Donald Trump is America: Why the bloviating billionaire is the national embarrassment we deserve

In all of his perversity, Trump represents everything corrosive and unequal about the good ol' US of A

Published August 6, 2015 11:58AM (EDT)

  (AP/Stephen B. Morton)
(AP/Stephen B. Morton)

It has always been well known that you do not have to be particularly intelligent to become rich in America -- sometimes all it takes is being born to the right person. Back in the Gilded Age, robber-baron industrialists like Andrew Carnegie and Cornelius Vanderbilt were largely uneducated, and made their fortunes with “street smarts” and ruthlessness, two traits that are invaluable in the darwinian world of capitalism.

Today, we have been reminded of this fact with the loud and unlettered bloviating of Donald Trump, who, lucky for him, was blessed with both an inherited fortune and an aptitude for ruthlessness. Over the past month or so, Trump has regurgitated every impetuous thought that has popped into his nitwitted mind, just to see how much attention he can possibly garner from the media. As the feeding frenzy progressed at a rapid clip, the Huffington Post decided to put all things “Trump” into their entertainment category, while the GOP establishment largely condemned him for his outlandish comments -- in particular about prisoners of war in Vietnam.

(Of course, Trump was too rich to risk his own ass in Vietnam.)

Trump, in many ways, is a “sideshow,” as Huffington Post said in justifying its decision to place him next to "True Detective" recaps. At the same time, however, he is the current front-runner in the GOP primary. Can we really discount the man as a joke if he is more than 10 points ahead of his next competitor, Jeb Bush?

While Trump is a great embarrassment to America, and is about as presidential as Archie Bunker, he is also a reflection of the current state of our culture -- a culture that embraces mindless materialism and entertainment, while shunning deep thought and intellectualism.
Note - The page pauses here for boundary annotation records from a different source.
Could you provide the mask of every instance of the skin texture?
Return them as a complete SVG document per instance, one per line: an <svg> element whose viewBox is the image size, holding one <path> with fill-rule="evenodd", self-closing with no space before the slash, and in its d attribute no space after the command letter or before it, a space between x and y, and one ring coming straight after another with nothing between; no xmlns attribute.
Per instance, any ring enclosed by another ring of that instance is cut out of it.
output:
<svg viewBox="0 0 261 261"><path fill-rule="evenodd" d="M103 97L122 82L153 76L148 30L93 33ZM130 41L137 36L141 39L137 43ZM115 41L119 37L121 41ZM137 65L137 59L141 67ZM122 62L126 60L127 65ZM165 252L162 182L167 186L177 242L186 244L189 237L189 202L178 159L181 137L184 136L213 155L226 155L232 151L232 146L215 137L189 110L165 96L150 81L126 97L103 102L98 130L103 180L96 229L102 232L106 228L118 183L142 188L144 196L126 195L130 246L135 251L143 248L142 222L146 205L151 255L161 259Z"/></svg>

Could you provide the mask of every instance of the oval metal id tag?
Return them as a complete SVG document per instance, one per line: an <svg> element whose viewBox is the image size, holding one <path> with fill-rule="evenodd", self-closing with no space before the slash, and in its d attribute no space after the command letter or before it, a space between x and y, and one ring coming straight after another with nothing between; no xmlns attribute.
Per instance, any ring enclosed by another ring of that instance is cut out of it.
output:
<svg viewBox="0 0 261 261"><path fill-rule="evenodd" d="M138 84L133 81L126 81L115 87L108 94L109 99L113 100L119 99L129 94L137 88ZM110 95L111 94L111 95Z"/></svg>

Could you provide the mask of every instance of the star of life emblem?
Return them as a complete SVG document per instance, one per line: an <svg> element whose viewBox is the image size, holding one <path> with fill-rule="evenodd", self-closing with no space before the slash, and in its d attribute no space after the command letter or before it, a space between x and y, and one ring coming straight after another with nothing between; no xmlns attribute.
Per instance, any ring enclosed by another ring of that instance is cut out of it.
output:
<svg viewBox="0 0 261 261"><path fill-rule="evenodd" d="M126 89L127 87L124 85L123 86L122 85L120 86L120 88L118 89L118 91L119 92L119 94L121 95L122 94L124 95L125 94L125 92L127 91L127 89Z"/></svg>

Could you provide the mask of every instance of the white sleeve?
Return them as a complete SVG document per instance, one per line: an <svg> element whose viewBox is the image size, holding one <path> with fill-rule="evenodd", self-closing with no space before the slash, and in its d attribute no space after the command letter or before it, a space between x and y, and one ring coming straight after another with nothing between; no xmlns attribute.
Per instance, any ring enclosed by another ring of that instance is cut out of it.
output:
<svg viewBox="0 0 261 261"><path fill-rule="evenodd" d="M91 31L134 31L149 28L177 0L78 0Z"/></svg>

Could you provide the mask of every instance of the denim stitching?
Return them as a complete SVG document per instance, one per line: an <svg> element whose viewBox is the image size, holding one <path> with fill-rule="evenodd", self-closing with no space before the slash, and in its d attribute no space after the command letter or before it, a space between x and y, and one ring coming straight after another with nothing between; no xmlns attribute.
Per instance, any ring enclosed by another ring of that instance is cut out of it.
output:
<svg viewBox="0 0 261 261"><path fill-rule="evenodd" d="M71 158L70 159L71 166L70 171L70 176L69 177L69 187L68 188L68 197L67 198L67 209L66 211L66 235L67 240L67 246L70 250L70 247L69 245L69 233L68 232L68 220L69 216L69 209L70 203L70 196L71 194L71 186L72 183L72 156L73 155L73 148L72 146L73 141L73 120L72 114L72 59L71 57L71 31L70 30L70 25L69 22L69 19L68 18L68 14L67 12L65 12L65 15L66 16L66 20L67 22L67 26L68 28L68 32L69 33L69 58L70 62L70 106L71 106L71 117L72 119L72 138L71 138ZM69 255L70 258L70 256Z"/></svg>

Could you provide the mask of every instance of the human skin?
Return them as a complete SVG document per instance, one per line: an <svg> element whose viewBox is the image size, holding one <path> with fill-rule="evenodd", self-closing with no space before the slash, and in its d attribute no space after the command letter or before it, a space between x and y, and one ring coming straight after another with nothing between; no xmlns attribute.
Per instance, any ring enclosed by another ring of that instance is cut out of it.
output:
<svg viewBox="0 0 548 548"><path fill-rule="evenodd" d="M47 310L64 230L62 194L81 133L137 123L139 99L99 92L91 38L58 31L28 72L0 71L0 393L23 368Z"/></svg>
It is a culture that has been ransacked by consumerism and corporatization, where our universities have been transformed into careerist trade schools rather than places where young people go to broaden their horizons and learn how to question things, including authority.

Today, the most popular major in college is business, a field that not too long ago required little to no education, and where the wealthiest individuals were successful because of their amoral and cutthroat tendencies, not because of what they learned at the university. The mind-set that the majority of young people are sent off to college equipped with is "How much money will this education allow me to make," and "Will this major get me a job right out of college." At the same time, colleges have become completely corporatized. Tuitions have skyrocketed over the past decade (enslaving low-income students with debt), and at the "elite" schools, this is reflected by the proportion of rich to poor students: 74 percent come from the top quarter of the socioeconomic scale, while only 3 percent come from the bottom quarter. Meanwhile, “administrators” have become as well paid as corporate executives, while tenure for professors is in decline.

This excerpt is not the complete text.